Inspired by the Guiding Principles on Business and Human Rights (PDF), authored by John Ruggie and endorsed by the United Nations’ Human Rights Council in 2010, the pilot methodology of CHRB adds weighting to the five key performance indicators — leadership, governance, management systems, performance and reporting/transparency — that were announced in July.
Embedding respect for human rights and due diligence will make up 25 percent of the score of corporations being benchmarked, while two aspects of performance — corporate human rights practices and responses to serious allegations — each will make up 20 percent of company scores.
"Given the recent establishment of the U.N. Guiding Principles as the first clear baseline for how businesses should conduct their activities to avoid negative impacts on people, many companies are only beginning to implement or improve their human rights related policies, processes, practices and responses," the report stated.
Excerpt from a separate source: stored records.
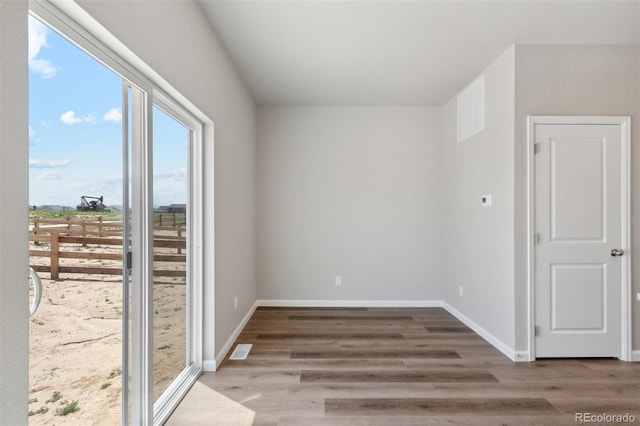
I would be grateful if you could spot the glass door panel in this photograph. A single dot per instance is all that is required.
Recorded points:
(171, 255)
(76, 233)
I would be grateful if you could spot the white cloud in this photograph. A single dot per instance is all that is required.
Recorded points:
(47, 164)
(50, 176)
(100, 184)
(114, 114)
(37, 40)
(70, 118)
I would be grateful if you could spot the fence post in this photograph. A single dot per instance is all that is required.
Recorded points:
(55, 254)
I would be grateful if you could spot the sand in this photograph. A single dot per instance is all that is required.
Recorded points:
(76, 348)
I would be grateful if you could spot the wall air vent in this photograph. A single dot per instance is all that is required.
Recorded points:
(471, 109)
(241, 352)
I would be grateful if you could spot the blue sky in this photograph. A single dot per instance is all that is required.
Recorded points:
(75, 129)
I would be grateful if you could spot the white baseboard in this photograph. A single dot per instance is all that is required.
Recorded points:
(212, 365)
(493, 340)
(209, 365)
(523, 356)
(290, 303)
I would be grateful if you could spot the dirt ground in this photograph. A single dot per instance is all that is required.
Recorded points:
(76, 348)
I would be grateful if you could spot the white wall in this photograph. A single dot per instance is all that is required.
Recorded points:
(476, 241)
(349, 191)
(572, 80)
(176, 41)
(14, 149)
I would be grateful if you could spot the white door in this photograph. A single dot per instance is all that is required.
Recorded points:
(579, 200)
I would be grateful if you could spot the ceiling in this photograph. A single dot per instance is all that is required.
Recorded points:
(396, 52)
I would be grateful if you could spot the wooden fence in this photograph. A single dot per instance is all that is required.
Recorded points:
(100, 240)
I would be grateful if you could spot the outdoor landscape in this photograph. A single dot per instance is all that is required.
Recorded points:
(76, 333)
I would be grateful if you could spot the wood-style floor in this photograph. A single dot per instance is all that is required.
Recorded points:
(371, 367)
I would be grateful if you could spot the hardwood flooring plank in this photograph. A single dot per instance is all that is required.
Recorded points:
(341, 364)
(437, 406)
(448, 329)
(599, 405)
(373, 353)
(381, 420)
(408, 376)
(350, 318)
(302, 357)
(336, 336)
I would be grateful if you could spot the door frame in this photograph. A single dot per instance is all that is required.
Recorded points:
(624, 122)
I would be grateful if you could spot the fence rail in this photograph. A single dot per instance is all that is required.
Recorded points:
(65, 238)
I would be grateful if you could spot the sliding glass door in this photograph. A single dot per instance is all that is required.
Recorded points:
(163, 355)
(159, 205)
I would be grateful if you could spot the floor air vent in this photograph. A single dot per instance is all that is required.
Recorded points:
(242, 351)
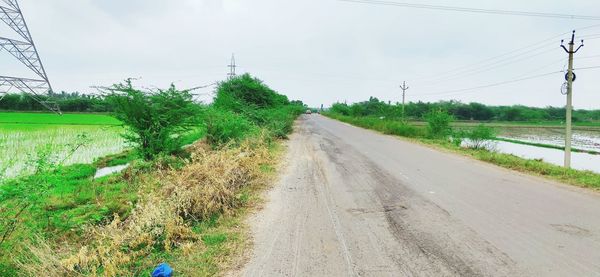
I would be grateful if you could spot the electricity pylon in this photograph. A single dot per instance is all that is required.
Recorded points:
(25, 51)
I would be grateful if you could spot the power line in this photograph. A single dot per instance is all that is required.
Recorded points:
(454, 92)
(474, 10)
(451, 92)
(491, 66)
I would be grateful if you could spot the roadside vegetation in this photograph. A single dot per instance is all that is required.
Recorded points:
(174, 204)
(474, 142)
(29, 135)
(417, 111)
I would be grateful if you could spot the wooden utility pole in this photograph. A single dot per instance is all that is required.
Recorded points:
(570, 78)
(404, 89)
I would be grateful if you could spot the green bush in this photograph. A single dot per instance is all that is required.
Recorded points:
(480, 137)
(438, 124)
(399, 128)
(156, 121)
(225, 126)
(243, 92)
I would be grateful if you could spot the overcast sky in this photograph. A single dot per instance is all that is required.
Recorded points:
(318, 51)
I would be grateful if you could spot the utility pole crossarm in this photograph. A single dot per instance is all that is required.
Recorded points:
(404, 89)
(569, 107)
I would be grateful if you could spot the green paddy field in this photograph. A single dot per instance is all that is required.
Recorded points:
(25, 137)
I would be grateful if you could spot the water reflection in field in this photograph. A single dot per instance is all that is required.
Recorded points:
(587, 139)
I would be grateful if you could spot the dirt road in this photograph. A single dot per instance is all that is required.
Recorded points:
(355, 203)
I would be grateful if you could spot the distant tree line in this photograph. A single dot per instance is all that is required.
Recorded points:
(462, 111)
(68, 102)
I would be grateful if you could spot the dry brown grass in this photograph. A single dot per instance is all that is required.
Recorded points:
(210, 183)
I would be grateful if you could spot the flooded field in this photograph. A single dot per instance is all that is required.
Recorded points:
(582, 139)
(587, 139)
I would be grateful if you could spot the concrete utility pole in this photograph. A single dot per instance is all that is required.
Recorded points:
(232, 67)
(570, 78)
(404, 89)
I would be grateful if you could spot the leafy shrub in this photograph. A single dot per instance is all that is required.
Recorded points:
(224, 126)
(156, 120)
(400, 129)
(245, 91)
(438, 124)
(480, 137)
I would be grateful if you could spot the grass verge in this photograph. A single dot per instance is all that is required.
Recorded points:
(543, 145)
(186, 212)
(580, 178)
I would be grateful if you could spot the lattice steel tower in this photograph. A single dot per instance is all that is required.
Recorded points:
(25, 51)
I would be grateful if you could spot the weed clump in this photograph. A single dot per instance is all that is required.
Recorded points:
(209, 184)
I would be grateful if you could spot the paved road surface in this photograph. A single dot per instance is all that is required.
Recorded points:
(355, 203)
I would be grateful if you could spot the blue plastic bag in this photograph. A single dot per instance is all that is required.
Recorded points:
(162, 270)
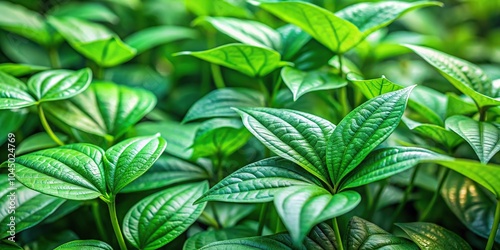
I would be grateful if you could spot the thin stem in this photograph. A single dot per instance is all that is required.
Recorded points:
(116, 225)
(340, 246)
(427, 210)
(264, 210)
(47, 128)
(494, 229)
Creating such a baseline, however, presents challenges, the report stated: "Human rights are about the dignity of each and every human life and about the core values that make life worth living. Ultimately, that is very hard to measure."
The initial solution for CHRB members and contributors to the methodology rests in the following key features: transparency; policies, processes, practices and responses; international and industry specific standards; key industry risks; and comparability, which, according to the report, "is vital in order for the CHRB to track progress over time."
The pilot benchmark will be published in November. Participants in the benchmark expect that it will continue to be updated with successive iterations.
"Respecting rights should ultimately be a competitive advantage," Waygood of Aviva stated. "By creating a comparative ranking, companies will be incentivized to race to the top of the annual benchmark. The benchmark will be public, meaning all stakeholders can draw their own conclusions about which companies are living up to society’s basic expectations. The leaders deserve to be recognized while the laggards should be pressed to improve. This is good for responsible companies, long term shareholders and society more broadly."
Investors were quick to praise the development of the CHRB.
"Benchmarking human rights performance of companies, especially those with large global supply chains, is critically important to workers and affected communities impacted by corporate activity," said David Schilling, senior program director for Human Rights and Resources at the Interfaith Center on Corporate Responsibility (ICCR).
"ICCR is especially pleased that the CHRB includes a ‘No Fees’ component which focuses on the prohibition of workers paying fees to obtain employment and on employers restricting workers’ movement through the retention of personal papers."